A l'INRA, un premier effort de sélection, à partir de géniteurs fourragers et potagers, a conduit à l'inscription de variétés telles que Frimas (1973), Frogel, Frisson, (1979) et Frijaune (1984), relativement résistantes au gel, mais très précoces (et donc redevenant rapidement plus sensibles). Par la suite, des croisements entre Frisson et Finale, un pois protéagineux de printemps, ont abouti à une deuxième génération de pois d'hiver dont les principaux exemples sont Amac et Frilène (1987) : le premier, sélectionné au champ, est plus rustique ; le second, issu de tests de résistance au gel en conditions contrôlées, supporte des gels plus importants en intensité à condition d'être soumis à une période préalable d'endurcissement.
En France, deux sélectionneurs privés ont des programmes de création variétale pour le pois d'hiver (Pioneer et Desprez) : les dernières variétés inscrites sont Senior, Triolo et Victor (1992).
Bien qu'ayant connu une progression régulière de 1980 à 1988, les surfaces cultivées en pois d'hiver n'étaient plus que de 6 000 ha en 1993. Ceci s'explique en partie par l'importance des problèmes parasitaires (Anthracnose et bactériose), et d'autre part par l'expression encore relativement aléatoire de la résistance au gel des variétés.

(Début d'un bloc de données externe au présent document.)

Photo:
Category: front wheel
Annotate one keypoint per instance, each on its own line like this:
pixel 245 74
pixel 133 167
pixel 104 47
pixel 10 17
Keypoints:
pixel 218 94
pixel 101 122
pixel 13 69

Le programme mis en place à l'INRA de Mons (Somme) intègre les différents aspects de la résistance au gel :
-la notion d'échappement au gel doit être précisée chez cette espèce; on étudie actuellement le développement (rythme d'émission des noeuds, date d'initiation florale) de génotypes présentant des caractéristiques morphologiques particulières (port rampant pendant l'hiver, nombre important de ramifications, entre-noeuds courts) qui définissent le port dit "en rosette"; chez ces génotypes, l'initiation florale est retardée ce qui peut a priori permettre d'éviter les principales périodes hivernales de gel; le déterminisme génétique des critères à retenir en sélection devra être étudié ;
-la sélection pour la résistance intrinsèque des plantes au gel nécessite actuellement des tests relativement longs et coûteux en chambre climatisée ; notre objectif est de mettre en évidence, à un niveau biochimique, un (ou des) composé(s) en relation avec la résistance au gel et de trouver des marqueurs moléculaires associés utilisables de façon précoce en sélection; une collaboration est engagée sur ce point avec le laboratoire de Physiologie cellulaire et de Morphogenèse végétale de l'université de Lille-Flandres-Artois.


[R] Orientation bibliographique

Dumoulin V., Ney B., Eteve G., 1994. Variability of seed and plant development in pea. Crop Science, 34(4), 992-998.
Biarnes-Dumoulin V., DenisJ.B., Lejeune-Henaut I., Eteve G., 1995. Basis of yield instability in pea. (soumis à Crop Science)
Dumoulin V., 1994. Etude de la variabilité génétique chez le pois protéagineux (Pisum sativum L.) pour l'élaboration du rendement. Importance des interactions génotype x milieu. Thèse INA-PG, Paris, 232 pp.
Lejeune-Henaut I., Wery J., 1994. Influence du froid sur la survie des plantes de pois. In Anonyme : Agrophysiologie du pois protéagineux. UNIP-ITCF-INRA, Paris, 139-144.